The investigation points the finger at BNP Paribas, Société Générale, Crédit Agricole, and the Banque Populaire et Caisse d’Epargne (BPCE) group whose operations allegedly financed the companies responsible for cutting down trees to make way for livestock farming and soybean and palm oil crops.
The allegations against BNP
At the top of the investment ranking, the NGOs claim, is BNP Paribas, which allegedly invested 456 million euros in a decade in the soybean, beef, and palm oil sectors. An amount that places the French institution at the top of the national ranking of the largest contributors to the phenomenon and fourth in Europe.
Among the major companies benefiting from BNP’s financial support are food giants Bunge, Minerva, Marfrig, and JBS, the world’s largest beef producer.
In 2021, the French bank had announced that it would stop financing companies that produce or purchase beef or soybeans from land deforested or converted after 2008 in the Amazon. This year, however, BNP bought more than 4.6 million euros of JBS shares together with the BPCE group and Crédit Agricole. “When questioned about its failure to meet its commitments,” Disclose writes.”The bank justified itself by explaining that it would only provide its financial services to companies with a zero deforestation strategy in their production and supply chains by 2025 at the latest.”
Soybean financing targeted
The most heavily financed sector by the four banks is soybean, with about 564 million euros in total support over the decade under review. “To meet the exponential demand for this product from European and Chinese farmers, multinationals are clearing vast areas of Brazil’s thousand-year-old forests,” Disclose further writes.
The phenomenon “is particularly evident in the Cerrado region, home to 5 percent of the world’s biodiversity and where cereal production has destroyed nearly half of the forest.”
Chinese company Cofco and the U.S.-based Bunge and Cargill receivedt he largest share of the total funding. “Société Générale, which pledged last March to implement new restrictions to preserve forest ecosystems, has supported the Cargill group for more than 14 million euros between 2019 and 2022,” the NGOs write. French banks have not commented on the allegations.

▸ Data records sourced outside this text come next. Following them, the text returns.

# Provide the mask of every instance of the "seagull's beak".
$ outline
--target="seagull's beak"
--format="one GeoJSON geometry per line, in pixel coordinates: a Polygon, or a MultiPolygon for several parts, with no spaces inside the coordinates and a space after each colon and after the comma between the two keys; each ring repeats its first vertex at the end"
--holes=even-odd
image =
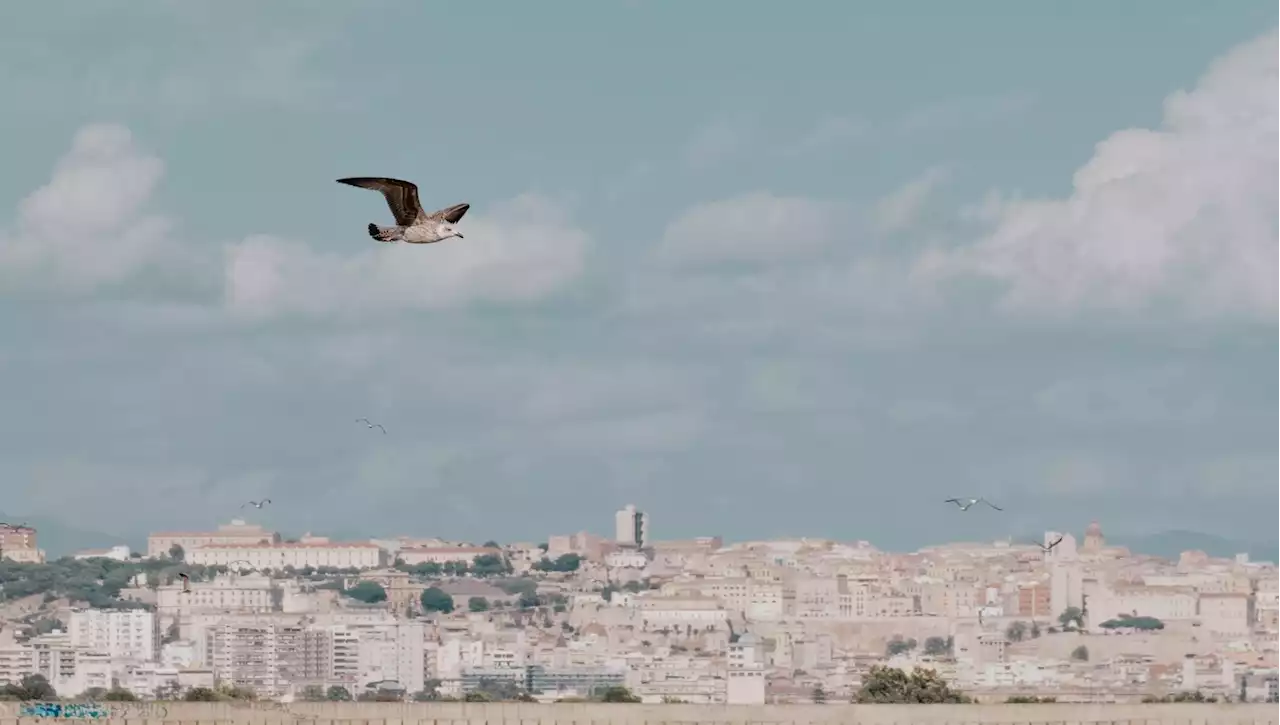
{"type": "Polygon", "coordinates": [[[466,237],[462,236],[462,233],[461,233],[461,232],[459,232],[459,233],[457,234],[457,237],[458,237],[458,239],[466,239],[466,237]]]}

Banks keep funding global deforestation
The affair involving French institutions, in any case, represents a drop in the bucket. A recent report by Forests & Finance, a coalition made up of several nongovernmental organizations, revealed how “banks have provided USD 267 billion in credit (2016-2022 September) to just 300 forest-risk commodity companies operating in the world’s three largest tropical forest regions.”
Between 2020 and 2021, according to Reuters quoting the report, “finance to those companies rose over 60% to $47 billion between 2020 and 2021.”

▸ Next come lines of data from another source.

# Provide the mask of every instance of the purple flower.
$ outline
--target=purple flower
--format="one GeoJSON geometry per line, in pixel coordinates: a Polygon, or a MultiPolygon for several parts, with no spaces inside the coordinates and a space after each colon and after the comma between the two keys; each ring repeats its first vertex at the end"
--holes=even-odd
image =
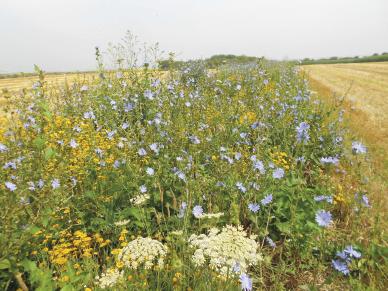
{"type": "Polygon", "coordinates": [[[199,140],[199,138],[195,135],[192,135],[189,137],[190,141],[193,143],[193,144],[200,144],[201,141],[199,140]]]}
{"type": "Polygon", "coordinates": [[[248,209],[249,209],[250,211],[252,211],[253,213],[256,213],[257,211],[260,210],[260,205],[257,204],[257,203],[249,203],[249,204],[248,204],[248,209]]]}
{"type": "Polygon", "coordinates": [[[146,150],[143,149],[143,148],[140,148],[137,153],[139,154],[139,156],[145,156],[147,154],[146,150]]]}
{"type": "Polygon", "coordinates": [[[265,240],[267,241],[267,243],[272,247],[272,248],[276,248],[276,244],[274,243],[274,241],[269,237],[267,236],[265,238],[265,240]]]}
{"type": "Polygon", "coordinates": [[[348,258],[348,254],[345,251],[337,252],[336,256],[341,258],[344,261],[350,261],[350,259],[348,258]]]}
{"type": "Polygon", "coordinates": [[[152,168],[150,168],[150,167],[147,167],[146,173],[147,173],[147,175],[149,175],[149,176],[153,176],[153,175],[155,174],[155,170],[152,169],[152,168]]]}
{"type": "Polygon", "coordinates": [[[147,187],[146,185],[141,185],[140,188],[139,188],[140,192],[141,193],[146,193],[147,192],[147,187]]]}
{"type": "Polygon", "coordinates": [[[318,210],[315,214],[315,221],[319,226],[327,227],[332,222],[331,213],[325,210],[318,210]]]}
{"type": "MultiPolygon", "coordinates": [[[[251,157],[252,159],[252,157],[251,157]]],[[[265,168],[262,161],[256,161],[256,159],[253,161],[253,169],[258,170],[260,174],[265,174],[265,168]]]]}
{"type": "Polygon", "coordinates": [[[270,204],[272,202],[272,198],[272,194],[265,196],[264,199],[261,200],[261,204],[264,206],[270,204]]]}
{"type": "Polygon", "coordinates": [[[348,268],[348,264],[342,260],[332,260],[332,266],[337,271],[341,272],[344,275],[349,275],[350,271],[348,268]]]}
{"type": "Polygon", "coordinates": [[[94,116],[93,111],[87,111],[84,113],[84,118],[85,119],[95,119],[96,117],[94,116]]]}
{"type": "Polygon", "coordinates": [[[115,133],[116,133],[116,130],[108,131],[107,132],[108,139],[112,140],[115,133]]]}
{"type": "Polygon", "coordinates": [[[187,208],[187,203],[182,202],[181,208],[179,208],[179,213],[178,213],[179,218],[183,218],[183,216],[185,216],[186,208],[187,208]]]}
{"type": "Polygon", "coordinates": [[[274,179],[281,179],[284,177],[284,170],[282,168],[277,168],[275,171],[272,173],[272,177],[274,179]]]}
{"type": "Polygon", "coordinates": [[[129,112],[133,109],[133,104],[132,103],[127,103],[124,105],[124,112],[129,112]]]}
{"type": "Polygon", "coordinates": [[[14,169],[16,170],[16,163],[15,162],[6,162],[3,166],[3,169],[14,169]]]}
{"type": "Polygon", "coordinates": [[[149,100],[153,100],[154,99],[154,94],[152,93],[151,90],[145,90],[144,91],[144,97],[149,99],[149,100]]]}
{"type": "Polygon", "coordinates": [[[333,203],[333,197],[331,197],[331,196],[325,196],[325,195],[315,196],[315,197],[314,197],[314,200],[317,201],[317,202],[326,201],[326,202],[328,202],[328,203],[333,203]]]}
{"type": "Polygon", "coordinates": [[[352,142],[352,150],[355,154],[365,154],[366,153],[366,147],[358,141],[352,142]]]}
{"type": "Polygon", "coordinates": [[[0,153],[5,153],[8,150],[7,146],[0,143],[0,153]]]}
{"type": "Polygon", "coordinates": [[[247,192],[247,188],[245,188],[245,186],[241,182],[237,182],[236,183],[236,187],[237,187],[238,190],[240,190],[243,193],[247,192]]]}
{"type": "Polygon", "coordinates": [[[150,144],[150,149],[153,151],[155,154],[159,154],[159,145],[157,143],[152,143],[150,144]]]}
{"type": "Polygon", "coordinates": [[[80,89],[81,92],[85,92],[85,91],[88,91],[89,90],[89,87],[86,86],[86,85],[83,85],[80,89]]]}
{"type": "Polygon", "coordinates": [[[307,142],[310,139],[309,135],[310,125],[306,122],[301,122],[296,127],[296,140],[298,142],[307,142]]]}
{"type": "Polygon", "coordinates": [[[78,143],[75,141],[75,139],[71,139],[70,140],[70,147],[73,148],[73,149],[78,147],[78,143]]]}
{"type": "Polygon", "coordinates": [[[203,215],[203,208],[202,208],[202,206],[201,205],[194,206],[192,213],[193,213],[195,218],[201,218],[202,215],[203,215]]]}
{"type": "Polygon", "coordinates": [[[241,290],[251,291],[252,290],[252,279],[247,274],[240,275],[241,290]]]}
{"type": "Polygon", "coordinates": [[[53,179],[51,181],[51,187],[53,187],[53,189],[58,189],[60,186],[61,183],[59,182],[59,179],[53,179]]]}
{"type": "Polygon", "coordinates": [[[336,157],[322,157],[321,158],[322,164],[333,164],[337,165],[339,163],[339,159],[336,157]]]}
{"type": "Polygon", "coordinates": [[[38,187],[39,187],[40,189],[42,189],[43,186],[44,186],[44,181],[43,181],[42,179],[39,179],[39,181],[38,181],[38,187]]]}
{"type": "Polygon", "coordinates": [[[7,187],[8,190],[11,192],[13,192],[17,189],[16,185],[12,182],[5,182],[5,187],[7,187]]]}
{"type": "Polygon", "coordinates": [[[119,167],[120,167],[120,161],[119,160],[115,160],[114,163],[113,163],[113,168],[118,169],[119,167]]]}
{"type": "Polygon", "coordinates": [[[366,195],[362,195],[361,196],[361,203],[365,206],[365,207],[370,207],[370,204],[369,204],[369,199],[366,195]]]}
{"type": "Polygon", "coordinates": [[[356,259],[361,258],[361,253],[356,251],[355,249],[353,249],[353,246],[347,246],[344,249],[344,252],[347,253],[349,255],[349,257],[354,257],[356,259]]]}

Regulation loopholes are also a problem. On December 6th, the European Parliament and the EU Council reached an agreement to ban imports of deforestation-related products in Europe. The rule covers particularly critical raw materials such as cocoa and rubber but only involves companies for now. “However,” specialised news website Euractiv wrote, “banks will not be affected by the new regulation for at least two years following its entry into force.”